It started on the subway and I don't know what we were in those underground seconds because you were in and out like a blinding flash of lightning and then suddenly Riley was on my lap and i was hers from then on.
But even as a joke, we belonged to each other for a few moments, and then you left me like you're leaving me now.
"We can still be friends" is what you said then and it's what you're saying to me now.
Could you see the future, Maya, back then?

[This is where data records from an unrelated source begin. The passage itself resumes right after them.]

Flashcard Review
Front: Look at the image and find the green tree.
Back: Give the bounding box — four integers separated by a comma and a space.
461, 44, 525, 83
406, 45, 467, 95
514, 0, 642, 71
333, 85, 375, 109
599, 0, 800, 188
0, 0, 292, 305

Is that why you said "not really" back then and is that why you're trying really goddamn hard not to say it now? But you don't need to say it now because I know. I know we won't—we can't—be friends after this. I don't know how you can even entertain the idea because fuck you, I don't want to be friends with you. I never wanted to be your friend and I never want to be your friend.
My heart is not wired that way. Not for you and not ever.
I look at your sweet pink mouth trying to explain, trying to rationalise how we can still be friends and for once what you say means absolutely nothing to me, Maya, absolutely nothing because all I know is that you were never just my friend.
Because you were my 'girlfriend' for three seconds on the subway, and then you were my blonde beauty in secret, and then you were my girlfriend's best friend until she wasn't my girlfriend anymore, and then you were my short stack, and then you were my saviour, and then you were my girlfriend for real, my love, and then you were my everything and God, you still are my everything.
But now I look into your clear eyes; they are focused, blue, unblurry, final. They are knowing.
That's when I know I'm not yours, not your everything. Not anymore.